In Newark I will have to get my bags and check in at customs. I will have about 4 hours, so that should be enough time. I ask more questions now but still a bit hesitant. But I’m following a friend’s advice and trying to look as if I’m relaxed and confident. I’m not afraid as long as no crises come up. I am trusting God to guide my steps, however!
Went to a vending machine and though I didn’t have proper coins to get a Belgium waffle, I at least saw them this time? Saw a coffee place, but I’m waiting to get to the U.S. for my coffee. Want to wait until I am in familiar territory and can use my card or U.S. money.
Also tried to get on wifi here but no go. When I’m in Newark I’ll get online there and use my phone to message everyone. I know that some of my grans will not be there to meet me and that is disappointing. But excited to see the ones that will be there. My husband, my mom, my daughter, and two granddaughters were standing there waiting to greet me. I could hardly contain myself when I laid my eyes upon them.

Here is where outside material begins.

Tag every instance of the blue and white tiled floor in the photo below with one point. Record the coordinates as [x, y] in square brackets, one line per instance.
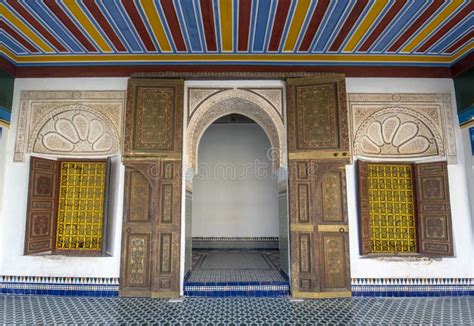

One of the first things I wanted to do was to go to Cracker Barrel and sit by the fireplace while enjoying some good ole American food. My husband and I went the next day. A crackling fire in the fireplace, sitting where I could feel the coziness of it as I feasted on turkey and dressing, sweet potato casserole, green beans, biscuits and cornbread, and oh yeah, a traditional Southern favorite, sweet iced tea–yep, I was home! Traveling alone was not scary but it was boring. God hovered over me every step of the way.
Summing it all up!
Going to Africa was one of the most challenging experiences of my life. I disappointed myself quite often, especially when I got sick while living in the bush. Those were unpleasant and difficult memories but as God is always faithful to prove the truth of His word, it all worked together for my good. I grew so much spiritually but again it came from enduring the difficulties. I was inspired again and again by the commitment of my son and daughter in law to making Christ known to these new people God had led them to.
Would I go back? In a heart beat! For now I’ve a better idea of what to expect and that is huge in my book in handling those rough spots and uncertainties. My heart’s desire is to go to the home where my son and his family now live. I want to walk around the place they live, see where my grandsons play, meet their adopted family, and experience the work they are doing for our LORD.
Will just have to wait on the LORD for that and trust Him to do whatever He desires to do! I am willing, if He presents the opportunity!